My friend is all gone now. Maybe I will make another one.


I definitely just told my coffee that it's my best friend.

I don't know how my best friend feels about me drinking it, but best friends make sacrifices for each other.

If I was a smoker, I would be outside, leaning against the house and taking long, desperate drags of carcinogens into my system.

Fortunately, I'm a caffeine addict, not nicotine. I was caffeine free for a few weeks there and then I decided I was a bleeding idiot and got that IV back into my needy little veins.


I'm stressed as hell and strangely, just as happy as I am stressed. I almost don't want to admit to it, I'm afraid it will be yanked from under me, but there it is.

Being in a classroom everyday is the most amazing thing ever. I have amazing kids and I'm being spoiled rotten. And I abso-fucking-lutely love it.

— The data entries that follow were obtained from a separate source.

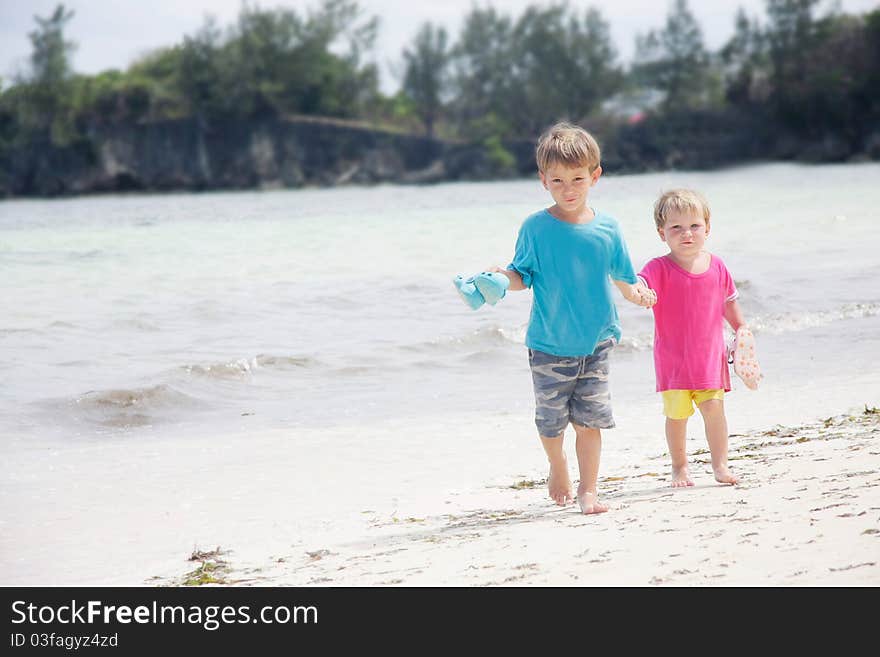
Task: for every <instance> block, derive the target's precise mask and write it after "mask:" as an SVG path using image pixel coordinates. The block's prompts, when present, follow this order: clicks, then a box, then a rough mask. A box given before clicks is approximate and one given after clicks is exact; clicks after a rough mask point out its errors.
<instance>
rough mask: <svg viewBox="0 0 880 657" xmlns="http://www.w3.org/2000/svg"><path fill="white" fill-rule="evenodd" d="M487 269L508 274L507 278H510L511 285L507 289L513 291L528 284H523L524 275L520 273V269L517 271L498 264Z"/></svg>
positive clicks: (516, 290)
mask: <svg viewBox="0 0 880 657" xmlns="http://www.w3.org/2000/svg"><path fill="white" fill-rule="evenodd" d="M486 271H497V272H499V273H501V274H504V275H505V276H507V278H508V279H509V280H510V287H509V288H507V289H508V290H510V291H512V292H517V291H519V290H525V289H526V286H525V285H523V282H522V276H520V275H519V272H518V271H515V270H513V269H501V267H499V266H498V265H492V266H491V267H489V268H488V269H487V270H486Z"/></svg>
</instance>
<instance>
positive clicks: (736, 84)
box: [719, 8, 768, 105]
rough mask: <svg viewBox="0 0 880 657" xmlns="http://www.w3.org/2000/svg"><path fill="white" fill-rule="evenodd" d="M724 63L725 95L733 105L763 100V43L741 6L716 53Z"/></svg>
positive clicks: (723, 63)
mask: <svg viewBox="0 0 880 657" xmlns="http://www.w3.org/2000/svg"><path fill="white" fill-rule="evenodd" d="M719 55H720V58H721V61H722V63H723V65H724V83H725V87H726V89H725V95H726V98H727V100H728V101H729V102H730V103H732V104H734V105H749V104H752V103H753V102H756V101H757V102H762V101H764V100H766V97H767V93H768V92H767V89H766V82H765V80H766V70H767V61H766V57H767V56H766V46H765V39H764V35H763V33H762V31H761V27H760V25H759V24H758V21H757V20H751V19H749V17H748V15H747V14H746V13H745V11H743V9H742V8H740V9H739V10H738V11H737V13H736V18H735V19H734V32H733V36H732V37H731V38H730V40H729V41H728V42H727V43H726V44H725V45H724V46H723V47H722V48H721V51H720V53H719Z"/></svg>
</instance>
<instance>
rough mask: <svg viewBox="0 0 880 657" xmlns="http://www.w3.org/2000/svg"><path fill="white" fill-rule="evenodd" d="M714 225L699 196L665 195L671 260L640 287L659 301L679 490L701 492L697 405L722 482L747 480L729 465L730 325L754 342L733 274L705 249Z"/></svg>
mask: <svg viewBox="0 0 880 657" xmlns="http://www.w3.org/2000/svg"><path fill="white" fill-rule="evenodd" d="M709 219H710V212H709V206H708V204H707V203H706V201H705V199H704V198H703V197H702V196H700V195H699V194H697V193H696V192H694V191H692V190H688V189H673V190H670V191H668V192H665V193H664V194H663V195H661V196H660V198H659V199H657V202H656V203H655V204H654V222H655V225H656V227H657V232H658V234H659V235H660V239H661V240H663V241H664V242H666V244H667V245H668V246H669V253H668V254H666V255H665V256H661V257H658V258H654V259H653V260H651V261H650V262H648V264H646V265H645V267H644V269H642V271H641V272H639V278H640V280H642V281H643V282H644V283H645V284H646V285H647V286H649V287H650V288H651V289H653V290H656V291H657V294H658V296H659V301H658V302H657V305H655V306H654V371H655V374H656V377H657V392H660V393H661V394H662V396H663V413H664V415H666V442H667V444H668V446H669V454H670V457H671V459H672V486H673V487H682V486H693V485H694V482H693V481H692V480H691V478H690V476H689V474H688V465H687V451H686V449H685V440H686V437H687V431H686V430H687V421H688V418H689V417H690V416H691V415H693V413H694V405H696V406H697V408H699V410H700V414H701V415H702V416H703V423H704V425H705V431H706V441H707V442H708V443H709V451H710V453H711V455H712V470H713V471H714V473H715V479H716V480H717V481H719V482H721V483H725V484H735V483H737V481H739V478H738V477H737V476H736V475H734V474H733V473H732V472H731V471H730V469H729V468H728V465H727V439H728V436H727V418H726V417H725V415H724V393H725V392H727V391H729V390H730V372H729V371H728V367H727V355H726V353H725V351H726V350H725V344H724V335H723V322H724V320H727V322H728V324H730V327H731V328H732V329H733V330H734V332H736V333H737V336H738V337H739V336H741V335H743V334H745V335H746V336H748V340H749V341H751V340H752V338H751V332H750V331H748V329H747V327H746V325H745V320H744V319H743V314H742V311H741V310H740V307H739V303H738V302H737V300H736V299H737V296H738V293H737V290H736V286H735V285H734V282H733V278H732V277H731V275H730V272H729V271H728V270H727V267H725V266H724V263H723V262H722V261H721V259H720V258H719V257H718V256H716V255H713V254H711V253H709V252H708V251H706V250H705V248H704V246H705V244H706V239H707V238H708V237H709ZM741 327H742V328H741ZM750 344H751V342H750ZM753 351H754V350H753V349H752V352H753Z"/></svg>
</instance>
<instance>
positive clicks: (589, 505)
mask: <svg viewBox="0 0 880 657" xmlns="http://www.w3.org/2000/svg"><path fill="white" fill-rule="evenodd" d="M578 506H579V507H581V513H583V514H584V515H589V514H591V513H605V512H606V511H607V510H608V507H607V506H605V505H604V504H600V503H599V495H598V493H596V491H589V490H582V489H581V487H580V486H578Z"/></svg>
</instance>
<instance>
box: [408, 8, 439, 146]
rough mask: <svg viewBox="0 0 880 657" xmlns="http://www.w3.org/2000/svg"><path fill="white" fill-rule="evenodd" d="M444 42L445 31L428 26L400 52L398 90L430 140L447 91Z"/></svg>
mask: <svg viewBox="0 0 880 657" xmlns="http://www.w3.org/2000/svg"><path fill="white" fill-rule="evenodd" d="M446 42H447V35H446V30H445V29H443V28H442V27H434V25H433V24H431V23H430V22H428V23H425V24H423V25H422V27H421V29H420V30H419V32H418V33H417V34H416V37H415V40H414V41H413V44H412V48H411V49H409V48H407V49H405V50H404V51H403V59H404V62H405V70H404V75H403V89H402V90H403V93H404V94H405V95H406V96H407V97H408V98H409V99H410V100H412V102H413V104H414V105H415V110H416V113H417V114H418V116H419V118H420V119H421V121H422V124H423V125H424V126H425V134H427V135H428V136H429V137H433V136H434V124H435V122H436V121H437V118H438V117H439V115H440V111H441V109H442V107H443V95H444V93H445V91H446V87H447V79H446V76H447V67H448V64H449V51H448V50H447V47H446Z"/></svg>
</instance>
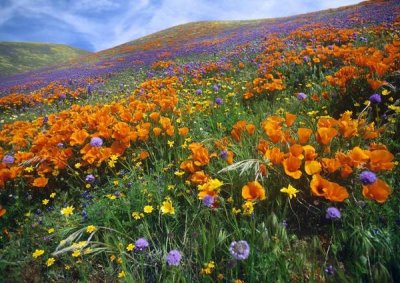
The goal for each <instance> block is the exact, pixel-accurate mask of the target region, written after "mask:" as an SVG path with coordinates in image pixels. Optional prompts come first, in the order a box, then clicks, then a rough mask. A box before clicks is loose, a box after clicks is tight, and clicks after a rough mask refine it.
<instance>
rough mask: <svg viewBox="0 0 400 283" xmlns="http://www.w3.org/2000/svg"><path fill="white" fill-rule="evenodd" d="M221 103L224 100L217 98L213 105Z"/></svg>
mask: <svg viewBox="0 0 400 283" xmlns="http://www.w3.org/2000/svg"><path fill="white" fill-rule="evenodd" d="M222 103H224V100H223V99H222V98H220V97H217V98H216V99H215V104H217V105H221V104H222Z"/></svg>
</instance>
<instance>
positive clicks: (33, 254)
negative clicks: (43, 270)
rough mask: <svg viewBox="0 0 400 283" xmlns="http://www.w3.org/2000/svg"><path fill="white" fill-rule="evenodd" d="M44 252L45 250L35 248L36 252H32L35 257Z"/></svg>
mask: <svg viewBox="0 0 400 283" xmlns="http://www.w3.org/2000/svg"><path fill="white" fill-rule="evenodd" d="M43 254H44V250H35V252H34V253H33V254H32V256H33V257H34V258H38V257H39V256H42V255H43Z"/></svg>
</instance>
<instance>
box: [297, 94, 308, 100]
mask: <svg viewBox="0 0 400 283" xmlns="http://www.w3.org/2000/svg"><path fill="white" fill-rule="evenodd" d="M306 98H307V95H306V94H305V93H303V92H299V93H298V94H297V99H298V100H304V99H306Z"/></svg>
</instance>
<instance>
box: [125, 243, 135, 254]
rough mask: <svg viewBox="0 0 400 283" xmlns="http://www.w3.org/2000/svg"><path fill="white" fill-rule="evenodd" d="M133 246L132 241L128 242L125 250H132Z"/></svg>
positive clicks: (128, 250)
mask: <svg viewBox="0 0 400 283" xmlns="http://www.w3.org/2000/svg"><path fill="white" fill-rule="evenodd" d="M134 248H135V245H134V244H132V243H130V244H129V245H128V246H127V247H126V250H127V251H128V252H131V251H133V249H134Z"/></svg>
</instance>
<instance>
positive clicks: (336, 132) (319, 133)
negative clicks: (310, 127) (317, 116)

Next week and the week after are hell as far as my classes and practicum go, but it's all good. I saw the mocumentary "Chalk" last night. It was hilarious. I've never felt so simultaneously inspired and depressed before. Being a teacher is going to be fantastic, even if I am one of the 50% who will quit in their first five years.


I get to be the bad guy tonight and attempt to keep 50+ drunks in line on an hour bus ride tonight. Yay drunk and idiotic frat boys and sorority girls!

Edit: 10:50AM

Lacrosse hottie just asked me out! Score.